I tried to find such a and b, where $(ax+b)^2$ would be equal to $tx^2+c$ to replace $(tx^2+c)^\frac{1}{2}$ with $((ax+b)^2)^\frac{1}{2}$ $=ax+b$ :

$tx^2+c=(ax+b)(ax+b)$

$(t-a^2)x^2+-2abx-(b^2-c)=0$

$D=(-2ab)^2+4(t-a^2)(b^2-c)$

$x=\frac{2ab+D^\frac{1}{2}}{2(t-a^2)}$

than I made substitution for x to get relationship between a and b, I always do have particular t and c. I can treat it as sum of squares. For $t=4$ and $c=2048$ I obtained this relationship for example:

$\frac{16b^2a+32768a^2+64b^2+16ab(8192a^2+16b^2-32768)^\frac{1}{2}}{4a^4-32a^2+64}=0$

Even if this my attempt is theoretically incorrect on your opinion, please ignore my attempt and tell how to do it in correct way on your opinion. The question is how to convert whole parent sum into finite polynomial form.

Answer 1

Well, as many said before, this is not a polynomial (as a function of $x$). Check that $$tx^2+c=a^2x+2abx+b^2$$ implies that $2ab$ has to be zero, so at least one of $a$ and $b$ has to be zero; this leaves as with $b$ or with $ax$. And it is clear that $tx^2+c$ is not $b^2$ nor $(ax)^2$.

About your procedure, even if you give $t$ and $c$ specific values (say $2$ and $3$), there's no point in solving for $x$, since you're not looking for the condition $$2x^2+3=a^2x+2abx+b^2$$ to hold for some specific value/s of $x$, but you want[ed] this to hold for every $x\in\mathbb R$.

Answer 2

You seem not understand that what you want is impossible.
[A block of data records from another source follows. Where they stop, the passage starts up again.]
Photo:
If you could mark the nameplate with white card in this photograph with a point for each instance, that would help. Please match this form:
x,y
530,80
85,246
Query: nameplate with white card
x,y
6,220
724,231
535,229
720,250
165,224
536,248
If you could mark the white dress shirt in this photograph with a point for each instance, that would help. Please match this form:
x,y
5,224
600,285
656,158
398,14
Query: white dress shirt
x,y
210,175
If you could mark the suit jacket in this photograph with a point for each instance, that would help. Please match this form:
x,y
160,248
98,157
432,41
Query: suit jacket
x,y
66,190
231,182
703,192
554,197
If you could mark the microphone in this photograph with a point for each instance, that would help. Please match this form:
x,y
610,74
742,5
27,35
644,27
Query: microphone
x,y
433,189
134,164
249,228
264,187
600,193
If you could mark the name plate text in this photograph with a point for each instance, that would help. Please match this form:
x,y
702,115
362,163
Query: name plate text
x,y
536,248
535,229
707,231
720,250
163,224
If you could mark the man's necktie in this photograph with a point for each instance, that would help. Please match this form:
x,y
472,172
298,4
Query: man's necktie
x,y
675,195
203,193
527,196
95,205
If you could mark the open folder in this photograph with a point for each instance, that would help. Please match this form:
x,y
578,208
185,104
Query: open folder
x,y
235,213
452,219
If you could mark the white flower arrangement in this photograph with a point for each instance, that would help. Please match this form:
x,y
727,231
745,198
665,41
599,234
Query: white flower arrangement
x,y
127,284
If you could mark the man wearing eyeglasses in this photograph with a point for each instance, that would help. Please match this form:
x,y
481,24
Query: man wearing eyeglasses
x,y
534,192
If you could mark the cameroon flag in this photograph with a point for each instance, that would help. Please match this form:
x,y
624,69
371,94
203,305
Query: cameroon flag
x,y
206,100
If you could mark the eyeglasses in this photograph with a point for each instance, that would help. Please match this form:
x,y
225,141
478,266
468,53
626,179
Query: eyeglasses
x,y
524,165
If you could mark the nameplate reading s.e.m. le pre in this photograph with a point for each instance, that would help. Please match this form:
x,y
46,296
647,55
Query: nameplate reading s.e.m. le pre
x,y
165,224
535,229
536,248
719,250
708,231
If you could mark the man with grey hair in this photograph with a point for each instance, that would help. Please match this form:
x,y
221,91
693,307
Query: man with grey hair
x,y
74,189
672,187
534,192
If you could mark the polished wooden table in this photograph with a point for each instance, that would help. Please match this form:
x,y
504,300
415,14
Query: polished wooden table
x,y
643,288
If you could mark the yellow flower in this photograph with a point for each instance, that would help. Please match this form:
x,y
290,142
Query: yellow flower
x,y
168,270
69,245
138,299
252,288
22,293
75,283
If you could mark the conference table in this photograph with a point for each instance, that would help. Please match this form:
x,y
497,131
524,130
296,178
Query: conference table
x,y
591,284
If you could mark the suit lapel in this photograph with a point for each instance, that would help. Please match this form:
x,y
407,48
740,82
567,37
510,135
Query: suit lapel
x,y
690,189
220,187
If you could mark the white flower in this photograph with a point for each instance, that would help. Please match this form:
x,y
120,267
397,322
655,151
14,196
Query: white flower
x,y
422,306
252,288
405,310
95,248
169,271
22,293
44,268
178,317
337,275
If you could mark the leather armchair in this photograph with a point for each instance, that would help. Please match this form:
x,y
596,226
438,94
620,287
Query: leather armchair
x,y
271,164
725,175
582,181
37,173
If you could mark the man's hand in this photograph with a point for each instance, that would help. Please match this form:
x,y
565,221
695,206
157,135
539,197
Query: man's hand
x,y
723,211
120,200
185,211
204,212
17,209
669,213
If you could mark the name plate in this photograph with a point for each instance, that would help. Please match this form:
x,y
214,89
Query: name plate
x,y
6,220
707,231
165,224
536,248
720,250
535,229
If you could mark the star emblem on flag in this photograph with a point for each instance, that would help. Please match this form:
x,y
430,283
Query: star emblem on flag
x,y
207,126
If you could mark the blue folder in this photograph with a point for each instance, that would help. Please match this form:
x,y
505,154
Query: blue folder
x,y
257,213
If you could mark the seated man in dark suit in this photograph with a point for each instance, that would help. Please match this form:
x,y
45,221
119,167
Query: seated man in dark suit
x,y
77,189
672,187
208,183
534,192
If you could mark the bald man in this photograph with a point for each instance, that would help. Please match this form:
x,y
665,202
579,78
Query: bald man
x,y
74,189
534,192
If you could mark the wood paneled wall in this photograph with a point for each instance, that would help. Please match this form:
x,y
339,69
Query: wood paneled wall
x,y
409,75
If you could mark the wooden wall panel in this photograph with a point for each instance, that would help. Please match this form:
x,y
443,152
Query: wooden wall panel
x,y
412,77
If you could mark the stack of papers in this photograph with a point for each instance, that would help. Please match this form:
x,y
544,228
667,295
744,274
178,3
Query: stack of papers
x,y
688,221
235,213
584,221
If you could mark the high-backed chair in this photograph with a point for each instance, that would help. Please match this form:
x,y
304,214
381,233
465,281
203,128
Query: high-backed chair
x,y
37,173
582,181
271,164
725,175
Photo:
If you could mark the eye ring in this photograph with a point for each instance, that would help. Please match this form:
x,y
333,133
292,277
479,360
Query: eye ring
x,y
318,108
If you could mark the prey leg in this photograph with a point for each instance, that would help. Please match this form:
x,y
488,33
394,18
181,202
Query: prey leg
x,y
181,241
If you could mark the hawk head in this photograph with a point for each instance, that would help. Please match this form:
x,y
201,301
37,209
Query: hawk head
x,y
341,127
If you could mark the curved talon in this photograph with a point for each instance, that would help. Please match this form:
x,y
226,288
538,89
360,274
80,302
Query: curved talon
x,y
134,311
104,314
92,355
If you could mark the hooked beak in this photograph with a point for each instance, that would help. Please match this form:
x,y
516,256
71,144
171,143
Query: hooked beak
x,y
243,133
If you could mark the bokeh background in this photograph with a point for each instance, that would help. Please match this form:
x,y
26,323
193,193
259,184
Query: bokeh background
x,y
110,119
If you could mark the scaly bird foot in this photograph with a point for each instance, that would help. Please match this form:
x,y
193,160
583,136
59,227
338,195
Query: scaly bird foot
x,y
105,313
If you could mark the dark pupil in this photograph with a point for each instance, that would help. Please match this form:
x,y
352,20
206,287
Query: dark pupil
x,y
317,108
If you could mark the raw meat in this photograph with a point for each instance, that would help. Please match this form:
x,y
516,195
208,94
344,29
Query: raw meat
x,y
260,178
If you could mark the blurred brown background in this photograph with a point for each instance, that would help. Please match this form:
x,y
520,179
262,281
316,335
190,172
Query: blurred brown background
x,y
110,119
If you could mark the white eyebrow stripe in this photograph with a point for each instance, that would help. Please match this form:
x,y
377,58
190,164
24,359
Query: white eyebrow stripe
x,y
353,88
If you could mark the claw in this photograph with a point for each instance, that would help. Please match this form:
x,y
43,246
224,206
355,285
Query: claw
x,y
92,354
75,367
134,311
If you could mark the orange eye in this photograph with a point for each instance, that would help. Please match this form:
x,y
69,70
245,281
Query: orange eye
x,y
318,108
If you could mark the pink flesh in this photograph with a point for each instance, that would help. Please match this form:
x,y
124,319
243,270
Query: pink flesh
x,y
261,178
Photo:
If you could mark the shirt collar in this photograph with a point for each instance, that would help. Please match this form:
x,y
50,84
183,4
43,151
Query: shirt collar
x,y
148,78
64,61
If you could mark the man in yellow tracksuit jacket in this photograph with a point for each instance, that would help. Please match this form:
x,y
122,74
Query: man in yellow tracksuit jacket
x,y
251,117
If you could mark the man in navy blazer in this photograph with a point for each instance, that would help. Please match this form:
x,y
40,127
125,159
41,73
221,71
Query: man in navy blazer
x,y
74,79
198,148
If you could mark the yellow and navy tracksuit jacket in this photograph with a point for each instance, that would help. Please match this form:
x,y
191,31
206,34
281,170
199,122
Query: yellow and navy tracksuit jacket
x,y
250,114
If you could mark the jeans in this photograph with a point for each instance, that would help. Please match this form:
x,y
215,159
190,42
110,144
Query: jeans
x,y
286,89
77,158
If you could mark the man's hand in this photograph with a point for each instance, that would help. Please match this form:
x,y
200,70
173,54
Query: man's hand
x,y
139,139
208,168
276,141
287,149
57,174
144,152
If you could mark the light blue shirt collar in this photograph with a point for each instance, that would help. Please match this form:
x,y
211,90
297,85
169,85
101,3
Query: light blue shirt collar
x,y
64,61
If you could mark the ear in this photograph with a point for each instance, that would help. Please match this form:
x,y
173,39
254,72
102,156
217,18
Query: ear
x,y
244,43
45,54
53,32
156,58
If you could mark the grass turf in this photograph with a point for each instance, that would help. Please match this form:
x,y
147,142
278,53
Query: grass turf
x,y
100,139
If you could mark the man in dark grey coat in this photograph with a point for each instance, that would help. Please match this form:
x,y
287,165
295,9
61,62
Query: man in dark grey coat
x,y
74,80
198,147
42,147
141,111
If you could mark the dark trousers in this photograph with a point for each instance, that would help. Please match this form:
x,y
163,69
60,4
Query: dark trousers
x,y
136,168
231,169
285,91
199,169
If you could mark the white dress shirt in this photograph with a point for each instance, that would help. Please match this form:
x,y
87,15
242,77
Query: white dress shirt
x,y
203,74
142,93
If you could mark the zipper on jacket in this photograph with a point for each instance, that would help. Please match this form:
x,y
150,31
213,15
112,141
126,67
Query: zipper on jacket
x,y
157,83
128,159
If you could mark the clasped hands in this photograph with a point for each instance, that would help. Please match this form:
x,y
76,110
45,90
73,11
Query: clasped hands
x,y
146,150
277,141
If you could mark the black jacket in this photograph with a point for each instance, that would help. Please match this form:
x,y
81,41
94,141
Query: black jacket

Proof below :

Suppose that what you expect be possible. Then a polynomial would exist on the form : $$(tx^2+c)^{1/2}=a_0+a_1x+a_2x^2+...+a_nx^n$$

$$tx^2+c=(a_0+a_1x+a_2x^2+...+a_nx^n)^2$$ Expanding leads to : $$tx^2+c=a_0^2+2a_0a_1x+(a_1^2+2a_0a_2)x^2+...+a_n^2x^{2n}$$ Two equal polynomials are necessary on the same degree. Thus $2n=2$ $$n=1$$ $$c+tx^2=(a_0+a_1x)^2=a_0^2+2a_0a_1x+a_1x^2$$ $$a_0^2=c$$ $$2a_0a_1=0 \quad\implies\quad a_1=0 \quad\text{if } c\neq 0.$$ $$a_1^2=t$$ $a_1^2=t$ is contradictory with $a_1=0$ , except if $c=0$ or $t=0$.

Thus the only case where $(tx^2+c)^{1/2}$ can be equal to a not constant polynomial is when $c=0$ and the polynomial is $t^{1/2}x$.

Conclusion : Definitively $(tx^2+c)^{1/2}$cannot be equal to a polynomial except in the trivial cases $c=0$ or $t=0$.

NOTE :

Don't confuse polynomial with infinite series. $(tx^2+c)^{1/2}$ can be expended to an infinite series : $$(tx^2+c)^{1/2}=c^{1/2}+\frac{t}{2c^{1/2}}x^2-\frac{t^2}{8c^{3/2}}x^4+...+\left(\begin{matrix}1/2\\k \end{matrix} \right)\frac{t^k}{c^{k-\frac12}}x^{2k}+...$$ in $|x|<\frac{c}{t}$ , with binomial coefficients $\left(\begin{matrix}1/2\\k \end{matrix} \right)$ and $k=0\text{ to } \infty.$

Infinite series are not polynomials. For example some transcendantal functions, which of course are not polynomials, are defined by infinite series.

So, if your question was not for polynomial, but for infinite series, my answer should be that it is possible : the infinite series is given above.

Instead of converting what you call "the whole parent sum" into a sum of polynomials, may be you could convert it into a sum of infinite series. Since your question doesn't give the context of the original problem it is not possible to say if it is or not a good method.